The biggest focus of current research is on finding biomarkers to help with early detection. The ASBC has a professorship out at UBC and one of the recipients is researcher focused on biomarkers. However, it is difficult to get enough people to participate in clinical trials. Many people do not want to know if they have the disease or think through its implications. We did a research forum with UBC in January and asked the audience what the most significant side effect they would be willing to endure in clinical trials for a new treatment. The majority in the room, who were already interested in the topic, said the most significant effect they would be willing to endure would be a headache. The progression of research is going to go very slow if that’s the most people are willing to endure in clinical trials. We have to talk about this more as a society, to help people understand dementia not a natural part of aging; it is not normal. We have to keep pushing hard for research to find a cure and people need to stand up and participate in that research.
7. What is the connection between Alzheimer’s and dementia & genetics or lifestyle?

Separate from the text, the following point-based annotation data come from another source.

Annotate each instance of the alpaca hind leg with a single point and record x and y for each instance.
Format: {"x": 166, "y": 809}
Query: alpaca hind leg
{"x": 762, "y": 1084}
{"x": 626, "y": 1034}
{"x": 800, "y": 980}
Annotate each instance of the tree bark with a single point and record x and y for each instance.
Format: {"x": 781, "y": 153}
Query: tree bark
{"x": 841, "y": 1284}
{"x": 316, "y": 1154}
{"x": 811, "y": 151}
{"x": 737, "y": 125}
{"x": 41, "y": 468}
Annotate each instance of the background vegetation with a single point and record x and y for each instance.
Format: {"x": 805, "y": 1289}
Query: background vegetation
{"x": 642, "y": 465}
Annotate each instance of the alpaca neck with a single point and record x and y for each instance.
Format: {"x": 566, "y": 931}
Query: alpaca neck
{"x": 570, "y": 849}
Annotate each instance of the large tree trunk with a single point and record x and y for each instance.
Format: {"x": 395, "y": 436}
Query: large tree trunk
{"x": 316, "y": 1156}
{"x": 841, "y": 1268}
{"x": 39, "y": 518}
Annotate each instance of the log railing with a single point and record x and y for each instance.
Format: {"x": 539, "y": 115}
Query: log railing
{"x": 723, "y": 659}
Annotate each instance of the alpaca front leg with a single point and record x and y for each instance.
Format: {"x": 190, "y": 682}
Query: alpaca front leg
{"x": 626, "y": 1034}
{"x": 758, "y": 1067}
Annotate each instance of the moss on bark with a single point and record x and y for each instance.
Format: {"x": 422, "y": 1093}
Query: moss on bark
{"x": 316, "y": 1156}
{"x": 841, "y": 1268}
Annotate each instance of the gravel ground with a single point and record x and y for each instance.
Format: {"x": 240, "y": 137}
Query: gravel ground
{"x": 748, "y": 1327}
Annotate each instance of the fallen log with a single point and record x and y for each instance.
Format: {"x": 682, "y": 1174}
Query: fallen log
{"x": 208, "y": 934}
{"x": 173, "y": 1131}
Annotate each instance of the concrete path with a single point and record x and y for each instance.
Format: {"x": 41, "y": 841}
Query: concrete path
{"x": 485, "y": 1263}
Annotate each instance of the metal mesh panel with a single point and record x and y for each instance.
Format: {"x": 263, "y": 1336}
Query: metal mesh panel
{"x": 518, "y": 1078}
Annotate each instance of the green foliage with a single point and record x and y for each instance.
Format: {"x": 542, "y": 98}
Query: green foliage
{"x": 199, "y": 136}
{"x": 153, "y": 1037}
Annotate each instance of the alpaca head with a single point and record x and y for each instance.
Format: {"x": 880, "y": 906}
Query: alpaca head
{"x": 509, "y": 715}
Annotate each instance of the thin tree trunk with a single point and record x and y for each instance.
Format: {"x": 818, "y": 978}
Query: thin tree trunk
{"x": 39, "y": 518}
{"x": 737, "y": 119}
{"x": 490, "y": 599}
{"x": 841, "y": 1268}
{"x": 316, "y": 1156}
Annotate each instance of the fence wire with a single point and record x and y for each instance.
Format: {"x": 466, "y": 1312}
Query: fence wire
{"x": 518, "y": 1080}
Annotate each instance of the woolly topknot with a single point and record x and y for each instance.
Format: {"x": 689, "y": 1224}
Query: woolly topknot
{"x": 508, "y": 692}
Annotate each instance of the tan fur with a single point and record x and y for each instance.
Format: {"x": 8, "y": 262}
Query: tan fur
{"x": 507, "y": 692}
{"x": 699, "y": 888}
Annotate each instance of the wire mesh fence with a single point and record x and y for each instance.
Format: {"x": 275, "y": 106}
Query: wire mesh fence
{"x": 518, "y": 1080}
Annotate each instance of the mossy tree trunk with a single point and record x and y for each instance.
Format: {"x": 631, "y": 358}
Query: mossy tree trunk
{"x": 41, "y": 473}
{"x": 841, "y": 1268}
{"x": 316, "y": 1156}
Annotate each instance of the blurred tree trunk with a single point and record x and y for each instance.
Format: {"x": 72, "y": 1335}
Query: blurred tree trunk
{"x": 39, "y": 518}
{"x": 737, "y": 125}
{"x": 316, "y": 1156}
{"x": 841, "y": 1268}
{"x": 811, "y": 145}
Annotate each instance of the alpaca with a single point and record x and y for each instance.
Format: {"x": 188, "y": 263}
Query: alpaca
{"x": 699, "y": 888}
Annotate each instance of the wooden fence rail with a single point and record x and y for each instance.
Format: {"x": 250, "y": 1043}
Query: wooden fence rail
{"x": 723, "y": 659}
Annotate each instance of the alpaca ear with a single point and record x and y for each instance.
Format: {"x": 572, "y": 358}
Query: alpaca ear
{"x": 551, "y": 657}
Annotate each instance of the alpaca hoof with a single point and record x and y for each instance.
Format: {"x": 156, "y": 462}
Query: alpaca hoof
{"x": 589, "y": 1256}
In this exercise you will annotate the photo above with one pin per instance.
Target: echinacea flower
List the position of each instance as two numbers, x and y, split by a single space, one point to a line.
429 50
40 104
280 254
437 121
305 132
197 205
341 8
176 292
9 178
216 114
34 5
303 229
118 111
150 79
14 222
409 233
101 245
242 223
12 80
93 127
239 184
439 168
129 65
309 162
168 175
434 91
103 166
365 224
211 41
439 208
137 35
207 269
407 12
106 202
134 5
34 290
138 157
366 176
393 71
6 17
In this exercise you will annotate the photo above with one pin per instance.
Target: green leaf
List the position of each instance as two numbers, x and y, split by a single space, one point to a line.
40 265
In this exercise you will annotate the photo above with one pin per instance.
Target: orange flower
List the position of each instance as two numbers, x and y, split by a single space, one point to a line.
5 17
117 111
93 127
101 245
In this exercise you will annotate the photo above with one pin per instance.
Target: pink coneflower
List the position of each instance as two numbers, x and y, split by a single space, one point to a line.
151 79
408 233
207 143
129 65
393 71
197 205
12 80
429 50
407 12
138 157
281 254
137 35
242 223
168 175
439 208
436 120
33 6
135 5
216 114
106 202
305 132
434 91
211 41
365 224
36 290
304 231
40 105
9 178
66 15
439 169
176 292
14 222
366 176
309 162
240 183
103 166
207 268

It is potential that some families may carry a gene which gives a higher propensity to get dementia, but that still does not necessarily mean that a person with the gene is going to get dementia. On the lifestyle side, nothing is conclusive yet. There is lots of speculation on the internet, but that should not be given much weight. Right now the thinking is dementia is related to the ability of cells to divide in the brain. How this links to lifestyle is unknown.
8. Has anyone used dementia as a criminal defense?
Not to my knowledge. We do know that people in the criminal justice system experience dementia at similar rates to the rest of the population.
9. With the newly court-recognized right to assisted dying, the law has put out two key requirements: that one is experiencing irremediable suffering and that one is near the end of life. How will this new legal reality affect dealing with dementia? I’m struck by the image of the husband in the film Amore, who uses a pillow to end the life of his wife, who was suffering from dementia.
This is a very difficult and complicated conversation from a medical and social perspective. The issue for people living with dementia is that while they may have a good understanding of how their disease is going to progress, they do not know exactly what symptoms they will get and when they will be affected. With regard to assisted dying, people with dementia are on both sides of the debate. Some feel that if they cannot recognize their families, they do not want to live. Others feel that they still have an enjoyment of life, as long as they are not in great pain and distressed, they want to continue living. Families often switch their perspectives on this as the disease progresses, both ways. We cannot ever presume that one individual’s experience should direct everyone else’s.
10. Is there a relationship between Alzheimer’s and the physical condition of a person?
Some experience physical changes in mobility and ability to do a task. Varies.